Ministério Público mira 26 matadouros pernambucanos, o de Carnaíba está entre eles


Um galpão no meio de um descampado é a primeira vista que os olhos alcançam do cenário de uma matança. Os urubus insistentes e o cheiro forte conduzido pelo vento são só os primeiros e incômodos sinais da irresponsabilidade que está prestes a se revelar. Por trás das paredes com pintura desgastada, carne bovina é manipulada sem que o mínimo de higiene pareça ter significado. Cães conformados com as vísceras que carregam na boca deitam-se sob a sombra.
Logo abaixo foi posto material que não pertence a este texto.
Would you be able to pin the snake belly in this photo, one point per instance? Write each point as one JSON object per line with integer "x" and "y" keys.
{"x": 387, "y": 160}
Dois funcionários que persistem no local recolhem e guardam materiais que ainda serão usados mais duas vezes ao longo da semana. Em poucos dias, o curral estará cheio de gado novamente, o mesmo cuja carne chegará a mesas não muito distantes dali. A poucos metros dali, urubus sobrevoam o curral, já sem bois após uma madrugada de matança. Estão interessados nas carcaças de chifres e cabeças descartadas próximo ao matadouro.
Razoável seria se essa situação, encontrada no Matadouro Público de Jurema, no Agreste de Pernambuco, fosse uma exceção. Não é. Se o Brasil ficou chocado com os resultados da Operação Carne Fraca, da Polícia Federal, que investiga crimes que macularam a credibilidade da produção de frigoríficos grandes e donos de marcas conhecidas, por outro lado, parece negligenciar a décadas o que ocorre em abatedouros públicos em situação precária no Estado.
O de Jurema foi interditado pelo Ministério Público de Pernambuco (MPPE) um dia após a Folha de Pernambuco ir ao local. Pelos menos outros três tiveram as portas cerradas neste ano por condições precárias entre eles os de Floresta e Carnaíba, no Sertão, e São João, no Agreste. Outros 26 tiveram o pedido de fechamento feito por promotores. E nos últimos seis anos, 57 estabelecimentos do tipo foram interditados ou desativados por irregularidades semelhantes.
“Verificamos que muitos matadouros funcionam há anos gerando riscos ao meio ambiente e com ilegalidades em todo o processo sanitário, o que é um risco evidente à saúde do consumidor. Do jeito que está não pode continuar", avalia a promotora Liliane Fonseca, coordenadora do Centro de Apoio Operacional às Promotorias de Justiça (Caop) de Defesa do Consumidor do MPPE.
Em parceria com promotorias municipais, a instituição desenvolve, desde 2011, o programa Carne de Primeira, que já resultou em 19 inquéritos civis e 24 ações civis públicas acerca de matadouros em situação irregular.
Normas 
Para funcionar de forma adequada, um matadouro deve atender normas não só relativas à qualidade da carne, mas ambientais e trabalhistas. O de Jurema parece padecer de boa parte dos males gerados pela falta de atenção a essas regras. A água residual do abate, imunda, corre por vários sulcos na terra. Cachorros defecaram próximo à porta do estabelecimento, perto de onde as carnes costumam ser manipuladas. Moscas estão presentes às dezenas, atraídas pela sujeira.
Com um misto de vergonha e resignação, um funcionário do matadouro resmunga: "É isso aqui que alimenta a boca de dez famílias". Servidor público que é, não teme propriamente por si, mas pelas pessoas que, indiretamente, se beneficiam da atividade precária: negociadores de gado, vendedores e até mesmo pedintes em busca de sobras as terças, sextas e sábados, dias de matança dos bois. O matadouro foi interditado na última quarta-feira, um dia após a visita da reportagem da Folha de Pernambuco ao local.
Conforme a promotora de Justiça de Jurema, Mariana Cândido, o estabelecimento será alvo de uma reunião daqui a 15 dias para avaliar a adoção de medidas. Por enquanto, o abate passará a ser feito em Canhotinho.
“Um inquérito civil foi instaurado para apurar essa situação. Sabemos que a atividade de abate é naturalmente poluente e tem manutenção muito cara. Já era difícil e, com a crise, ficou ainda mais”, avaliou. Nenhum representante da prefeitura foi encontrado pela reportagem in loco ou por telefone.